Jazz music was here to stay.

That was the message delivered by Spokane band leader Charles “Chuck” Whitehead, the Spokane Daily Chronicle reported.

Whitehead said it was time for musical “highbrows” to face facts. Jazz had become overwhelmingly popular with the larger American public; it was spreading to Europe and other foreign lands; and “it was “really and truly melodious” when not overdone.

Whitehead said some people continued to turn up “disdainful noses” at jazz. But orchestra leaders knew that people applaud only “perfunctorily” when presented with “heavy” classical music.
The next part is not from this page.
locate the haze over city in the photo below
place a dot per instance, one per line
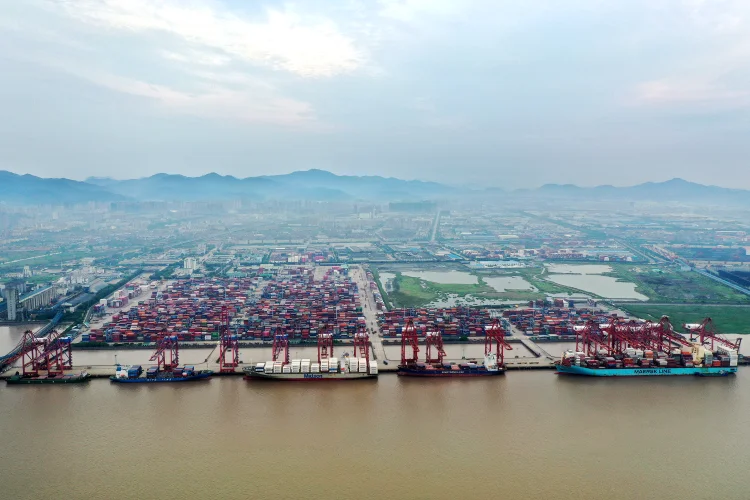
(587, 92)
But when presented with lighter, popular jazz, they become “sincerely enthusiastic.”

The telltale sign, he said, was the tap-tap-tapping of toes in the audience.

Whitehead said that when jazz first arrived, it depended on “extremely syncopated” music and on the “acrobatics of the drummer.” But now, in 1920, the term jazz had been extended to include nearly all of popular music.
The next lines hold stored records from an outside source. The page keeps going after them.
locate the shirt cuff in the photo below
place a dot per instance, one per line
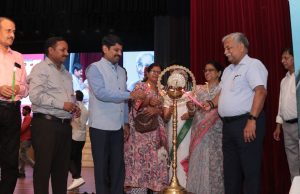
(57, 104)
(279, 119)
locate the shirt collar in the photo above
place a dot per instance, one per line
(49, 62)
(114, 67)
(244, 61)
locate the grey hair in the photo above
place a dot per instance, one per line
(238, 37)
(5, 18)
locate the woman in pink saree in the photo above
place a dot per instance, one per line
(205, 174)
(146, 153)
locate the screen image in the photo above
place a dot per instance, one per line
(135, 62)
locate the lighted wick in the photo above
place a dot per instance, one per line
(194, 100)
(13, 84)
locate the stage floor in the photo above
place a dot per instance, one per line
(25, 185)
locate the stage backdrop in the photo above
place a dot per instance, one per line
(295, 18)
(266, 23)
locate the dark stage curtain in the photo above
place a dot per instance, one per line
(266, 23)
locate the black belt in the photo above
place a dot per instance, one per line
(233, 118)
(291, 121)
(51, 118)
(9, 103)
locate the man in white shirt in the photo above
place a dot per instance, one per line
(287, 114)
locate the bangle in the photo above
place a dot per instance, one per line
(211, 104)
(192, 111)
(251, 117)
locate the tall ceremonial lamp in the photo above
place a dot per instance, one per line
(176, 86)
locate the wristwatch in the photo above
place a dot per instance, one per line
(251, 117)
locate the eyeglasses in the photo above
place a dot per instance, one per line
(155, 72)
(208, 70)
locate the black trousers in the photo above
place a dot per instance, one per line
(51, 141)
(76, 157)
(242, 160)
(10, 125)
(108, 156)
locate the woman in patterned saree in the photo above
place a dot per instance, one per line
(205, 174)
(146, 153)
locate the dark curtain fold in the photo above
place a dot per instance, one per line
(266, 23)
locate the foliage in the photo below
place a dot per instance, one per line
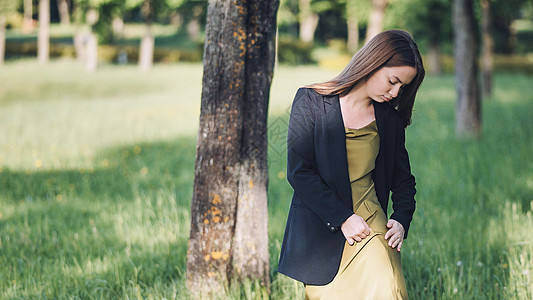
(428, 20)
(294, 51)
“The public demands melody, tunes which stick in the memory and may be whistled and hummed at home and on the street,” he said.

Jazz delivers those qualities and “lightens burdens, eases cares and makes folks happier,” he believed.

It should come as no surprise that Whitehead’s orchestra was known throughout the Northwest as a “super-exponent of real jazz music.”

The young Bing Crosby, destined to be a world-famous jazz singer, was a Whitehead fan.